Johann Rosenboom ist ein Grenzgänger der europäischen Kulturen, die er erlebt, aus denen er Lehren für seine Malerei bezieht. Sie geben ihm Anstoß, werden aber kein Vorbild, das ihn verunsichern könnte. Seine eigentliche Heimat ist die Malerei, ein Land jenseits aller irdischen Horizonte, ein Kosmos außerhalb von Raum und Zeit, dem sich zu verpflichten seine Lebensentscheidung war. An der Antike hat er die zarten Valeurs ihrer Fresken und Mosaiken, an mittelalterlicher Glasmalerei die Orchestrierung komplementärer Kontraste entdeckt, an der Renaissance den Reichtum einer malerischen Sprache, welche damals bereits Künstler aus dem Norden faszinierte. Sein Gang durch die Epochen als Lernender hat ihn beschenkt – und ihm Sicherheit in der eigenen Malerei gegeben, die nicht stilprägend sein will, keine Schule gründen möchte, sondern als ein persönliches Zeugnis künstlerischer Erfahrung wie ein Edelstein auf der Bordüre der Kunstgeschichte erscheint.
Sein Wandern zwischen Ländern und Kulturen ist Rhythmus und Regel seines Lebens seit langer Zeit, und er steckt in seinem Werk unverkennbar. Das macht ihn und seine Arbeit so rar, um nicht zu sagen, so kostbar. Er geht seit Langem einen sehr eigenen Weg, erzählt von Erlebnissen und Dingen wie von Erinnerungen, die nur noch farbige Schleier sind. Manchmal sitzt er wie ein Zeichner der Romantik geduldig und ergeben in der Natur und skizziert aus dem reichen Repertoire vor seinen Augen. Manchmal ergreift er ein historisches Vorbild wie aus der italienischen Frührenaissance, um etwas Neues für seine eigene Arbeit zu finden. Oder er versenkt sich in irgendeinem exotischen Winkel dieser Welt in eine ganz andere farbige Kultur, um daraus mit einer Perle für die eigene Malerei wiederaufzutauchen. Die visuellen Erfahrungen werden im Verlauf ausgedehnter, intensiver Werkprozesse im Atelier verarbeitet, in Einzelbilder übersetzt, in Triptychen oder ganze Bildsequenzen, die allmählich – und das kann bedeuten: über Jahre – ausreifen, bevor sie ihre endgültige Form gefunden haben.

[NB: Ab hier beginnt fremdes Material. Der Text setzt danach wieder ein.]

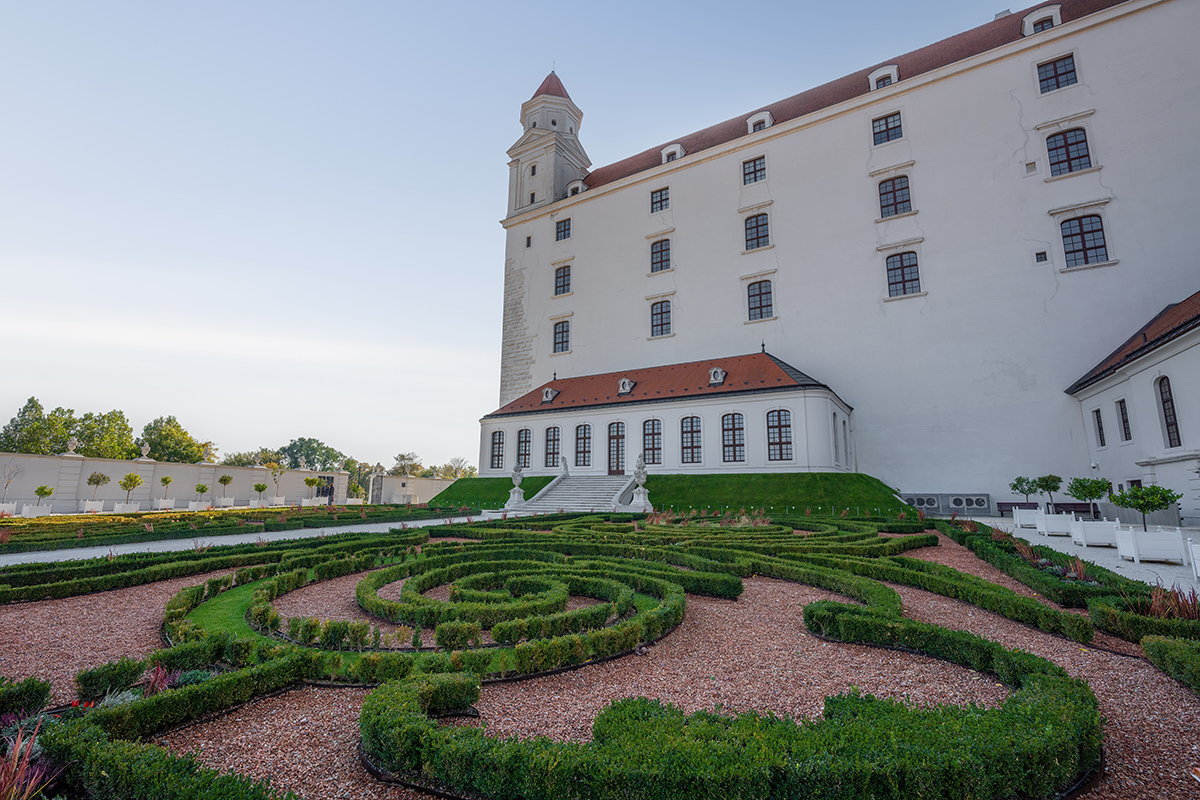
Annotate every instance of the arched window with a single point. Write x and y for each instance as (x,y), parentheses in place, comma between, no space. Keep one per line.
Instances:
(759,296)
(525,443)
(583,445)
(552,447)
(779,435)
(1170,421)
(733,438)
(660,318)
(903,277)
(660,256)
(689,439)
(652,441)
(1083,240)
(1068,151)
(894,197)
(757,234)
(497,450)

In jedem seiner Werke entdeckt man die reiche Sprache dieses Künstlers, die Behutsamkeit und Intensität des Einsatzes seiner malerischen Mittel, jener Mittel, die er niemandem abgeschaut hat, die Findungen oder Erfindungen sind, wie poetische Bilder im Reich der Sprache aus vertrauten Worten gebildet werden. In beidem wirkt, wie André Malraux es einmal nannte, eine «geheimnisvolle Resonanz».

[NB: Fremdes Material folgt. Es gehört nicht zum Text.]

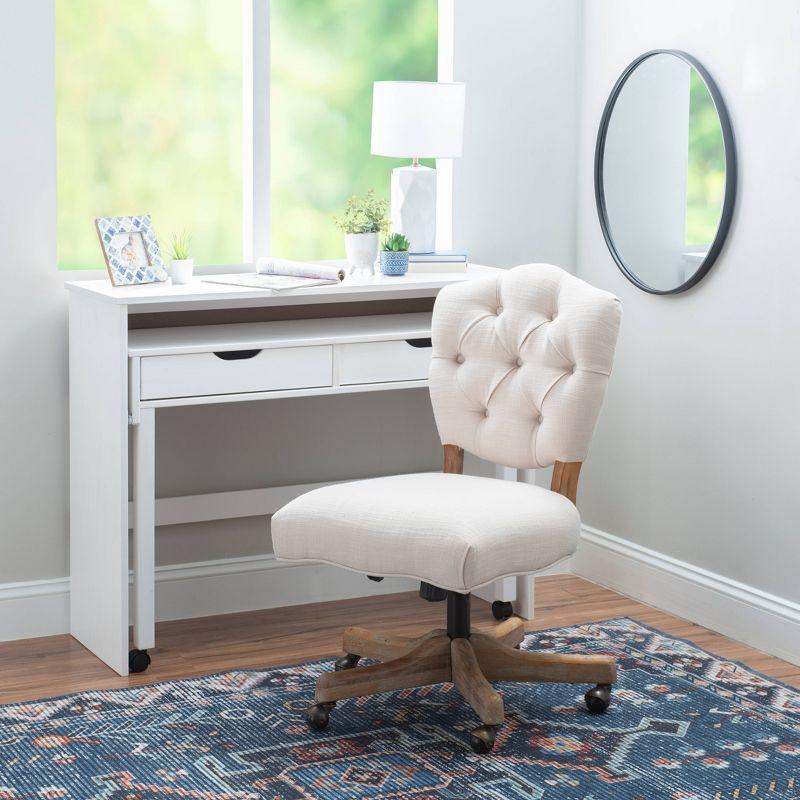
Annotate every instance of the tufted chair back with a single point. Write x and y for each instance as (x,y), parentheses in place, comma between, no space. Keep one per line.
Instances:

Diese geheimnisvolle Resonanz, die den Charakter seiner Malerei mitbestimmt, erwächst bei ihm aus dem schwebenden Dialog zwischen Realität und Abstraktion als ein poetisches Zwischenreich, das die prosaische Wirklichkeit in farbige Klangbilder verwandeln kann, ohne ihren Ernst damit zu vernichten. Johann Rosenboom zeigt, ohne sich zu wiederholen, ohne zu ermüden, ohne die tiefe innere Verbindung zur Natur damit ebenso wenig preiszugeben wie die Beziehung zu den wichtigen künstlerischen Strömungen der Moderne, die anhaltende Macht der Verzauberung durch Malerei.